To understand why we are offering the Divided Baltimore course, and especially why a historical context is necessary, one need only reflect on the Kerner Commission Report of 1968, excerpts from which follow here:

From the 1968 Kerner Commission Report on civil disorder came the following Recommendations for National Action:*

Introduction
            No American—white or black—can escape the consequences of the continuing social and economic decay of our major cities.
Only a commitment to national action on an unprecedented scale can shape a future compatible with the historic ideals of American society.
The great productivity of our economy, and a federal revenue system which is highly responsive to economic growth, can provide the resources.
The major need is to generate new will—the will to tax ourselves to the extent necessary to meet the vital needs of the nation.
We have set forth goals and proposed strategies to reach these goals. We discuss and recommend programs not to commit each of us to specific parts of such programs but to illustrate the type and dimension of action needed.
The major goal is the creation of a true nation—a single society and singe American identity. Toward that goal, we propose the following objectives for national action:

>Opening up opportunities to those who are restricted by racial segregation and discrimination, and eliminating all barriers to their choice of jobs education and housing.
            >Removing the frustration of powerlessness among the disadvantaged by providing the means for them to deal with the problems that affect their own lives and by increasing the capacity of our public and private institutions to respond to these problems.
            >Increasing communication cross racial lines to destroy stereotypes, to halt polarization, and end distrust and hostility, and create common ground for efforts toward public order and social justice.

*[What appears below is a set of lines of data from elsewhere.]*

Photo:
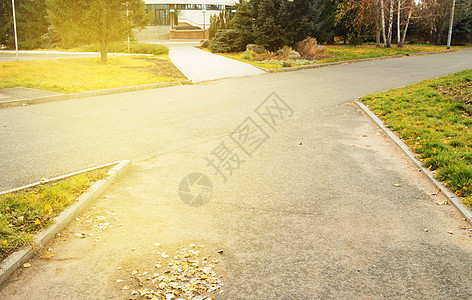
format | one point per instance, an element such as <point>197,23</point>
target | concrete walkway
<point>325,208</point>
<point>199,65</point>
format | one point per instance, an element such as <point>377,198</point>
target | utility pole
<point>14,28</point>
<point>127,18</point>
<point>449,36</point>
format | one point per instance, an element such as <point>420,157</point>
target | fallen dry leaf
<point>47,256</point>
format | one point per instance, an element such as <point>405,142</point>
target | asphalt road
<point>55,138</point>
<point>312,213</point>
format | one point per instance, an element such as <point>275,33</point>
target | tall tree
<point>31,23</point>
<point>98,21</point>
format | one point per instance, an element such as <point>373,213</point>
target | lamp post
<point>449,36</point>
<point>203,11</point>
<point>14,28</point>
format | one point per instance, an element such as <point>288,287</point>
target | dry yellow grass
<point>77,74</point>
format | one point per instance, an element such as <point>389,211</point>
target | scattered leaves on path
<point>185,275</point>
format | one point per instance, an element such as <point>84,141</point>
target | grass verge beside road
<point>336,53</point>
<point>24,213</point>
<point>434,118</point>
<point>86,74</point>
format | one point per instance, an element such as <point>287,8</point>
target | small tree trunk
<point>390,25</point>
<point>398,23</point>
<point>103,51</point>
<point>406,26</point>
<point>377,24</point>
<point>382,13</point>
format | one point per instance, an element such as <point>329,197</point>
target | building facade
<point>191,13</point>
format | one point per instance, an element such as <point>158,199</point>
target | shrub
<point>309,49</point>
<point>227,40</point>
<point>122,47</point>
<point>248,55</point>
<point>217,22</point>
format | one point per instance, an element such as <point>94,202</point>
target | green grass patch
<point>342,53</point>
<point>122,47</point>
<point>78,74</point>
<point>434,118</point>
<point>24,213</point>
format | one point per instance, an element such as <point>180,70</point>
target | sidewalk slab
<point>199,65</point>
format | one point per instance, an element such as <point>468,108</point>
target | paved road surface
<point>199,65</point>
<point>55,138</point>
<point>313,213</point>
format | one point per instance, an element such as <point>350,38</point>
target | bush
<point>248,55</point>
<point>309,49</point>
<point>227,40</point>
<point>217,22</point>
<point>356,40</point>
<point>122,47</point>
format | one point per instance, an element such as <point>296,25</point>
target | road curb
<point>18,258</point>
<point>28,101</point>
<point>451,197</point>
<point>297,68</point>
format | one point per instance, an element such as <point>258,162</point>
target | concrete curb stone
<point>18,258</point>
<point>296,68</point>
<point>451,197</point>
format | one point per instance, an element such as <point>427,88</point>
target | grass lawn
<point>434,119</point>
<point>344,53</point>
<point>24,213</point>
<point>84,74</point>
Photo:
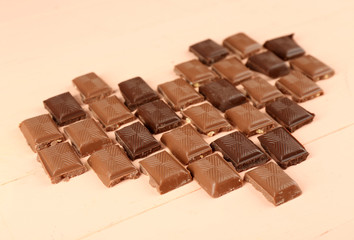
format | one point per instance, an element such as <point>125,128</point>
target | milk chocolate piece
<point>273,183</point>
<point>87,137</point>
<point>312,67</point>
<point>92,87</point>
<point>261,91</point>
<point>299,87</point>
<point>41,132</point>
<point>242,45</point>
<point>111,113</point>
<point>186,144</point>
<point>136,92</point>
<point>240,151</point>
<point>249,119</point>
<point>195,72</point>
<point>179,94</point>
<point>232,70</point>
<point>289,114</point>
<point>137,141</point>
<point>64,109</point>
<point>158,117</point>
<point>215,175</point>
<point>112,165</point>
<point>207,119</point>
<point>222,94</point>
<point>60,162</point>
<point>269,64</point>
<point>165,172</point>
<point>208,51</point>
<point>284,47</point>
<point>283,147</point>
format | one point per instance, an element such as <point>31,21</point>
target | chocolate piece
<point>242,45</point>
<point>300,87</point>
<point>60,162</point>
<point>269,64</point>
<point>284,47</point>
<point>186,144</point>
<point>112,165</point>
<point>261,92</point>
<point>274,183</point>
<point>195,72</point>
<point>165,172</point>
<point>283,147</point>
<point>137,140</point>
<point>249,119</point>
<point>207,119</point>
<point>208,51</point>
<point>64,109</point>
<point>41,132</point>
<point>136,92</point>
<point>158,117</point>
<point>111,113</point>
<point>179,94</point>
<point>232,70</point>
<point>312,67</point>
<point>289,114</point>
<point>215,175</point>
<point>222,94</point>
<point>240,151</point>
<point>92,87</point>
<point>87,137</point>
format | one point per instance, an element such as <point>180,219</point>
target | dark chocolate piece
<point>112,165</point>
<point>215,175</point>
<point>64,109</point>
<point>137,141</point>
<point>222,94</point>
<point>165,172</point>
<point>240,151</point>
<point>273,183</point>
<point>283,147</point>
<point>41,132</point>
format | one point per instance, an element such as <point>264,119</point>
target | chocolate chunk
<point>179,94</point>
<point>111,113</point>
<point>274,183</point>
<point>165,172</point>
<point>283,147</point>
<point>64,109</point>
<point>284,47</point>
<point>232,70</point>
<point>312,67</point>
<point>240,151</point>
<point>186,144</point>
<point>300,87</point>
<point>242,45</point>
<point>60,162</point>
<point>289,114</point>
<point>87,137</point>
<point>215,175</point>
<point>92,87</point>
<point>137,141</point>
<point>195,72</point>
<point>158,117</point>
<point>208,51</point>
<point>136,92</point>
<point>112,165</point>
<point>222,94</point>
<point>41,132</point>
<point>269,64</point>
<point>261,91</point>
<point>207,119</point>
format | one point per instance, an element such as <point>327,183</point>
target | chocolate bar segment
<point>165,172</point>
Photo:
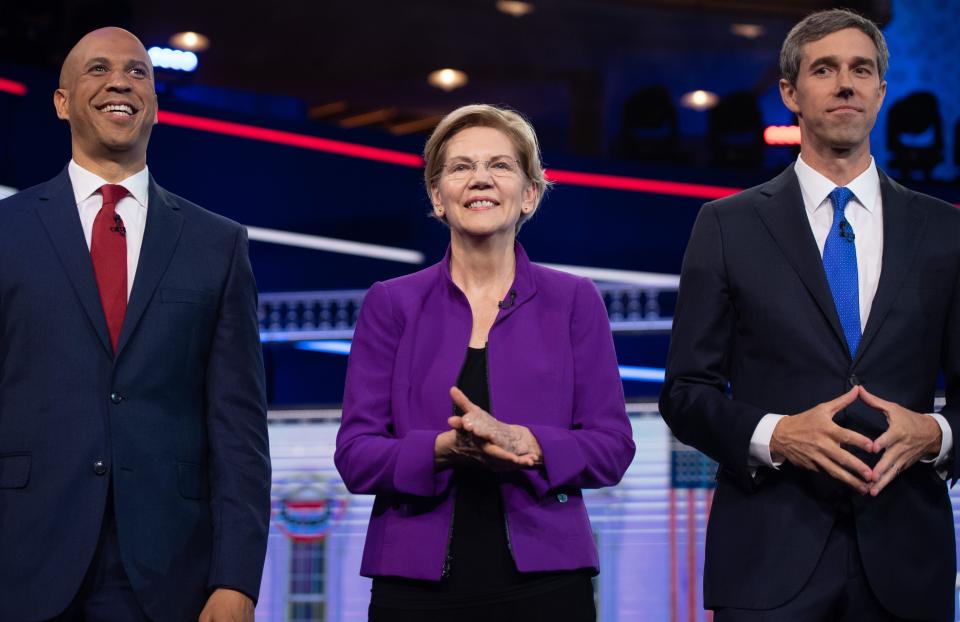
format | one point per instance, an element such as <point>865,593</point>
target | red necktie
<point>108,249</point>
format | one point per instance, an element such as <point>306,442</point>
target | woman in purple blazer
<point>482,394</point>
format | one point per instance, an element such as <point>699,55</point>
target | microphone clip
<point>118,225</point>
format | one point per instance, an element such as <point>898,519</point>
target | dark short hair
<point>818,25</point>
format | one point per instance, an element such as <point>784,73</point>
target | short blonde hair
<point>511,123</point>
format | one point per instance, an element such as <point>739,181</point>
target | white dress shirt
<point>131,208</point>
<point>864,212</point>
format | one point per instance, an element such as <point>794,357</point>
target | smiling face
<point>837,94</point>
<point>482,203</point>
<point>107,95</point>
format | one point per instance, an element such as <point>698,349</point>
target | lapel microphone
<point>846,231</point>
<point>507,302</point>
<point>118,225</point>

We propose these aims to fulfill our pledge of equality and to meet the fundamental needs of a democratic and civilized society—domestic peace and social justice.

Conclusion
            One of the first witnesses to be invited to appear before this Commission was Dr. Kenneth B. Clark, a distinguished and perceptive scholar. Referring to reports of earlier riot commissions, he said:

           I read that report … of the 1919 riot in Chicago, and it is as if I were reading the report of the investigating committee on the Harlem riot of ’35, the report of the investigating committee on the Harem riot of ’43, the report of the McCone Commission on the Watts riot [of 1965].
         I must again in candor say to you members of this commission—it is a kind of Alice in Wonderland—with the same moving picture re-shown over and over again, the same analysis, the same recommendations, and the same inaction.

These words come to our minds as we conclude this report.
We have provided an honest beginning. We have learned much. But we have uncovered no startling truths, no unique insights, no simple solutions. The destruction and the bitterness of racial disorder, the harsh polemics of black revolt and white repression have been seen and heard before in this country.
It is time now to end the destruction and the violence, not only in the streets of the ghetto but in the lives of people.

*Report of the National Advisory Commission on Civil Disorders. New York: Bantam Books, 1968, pp. 23-29.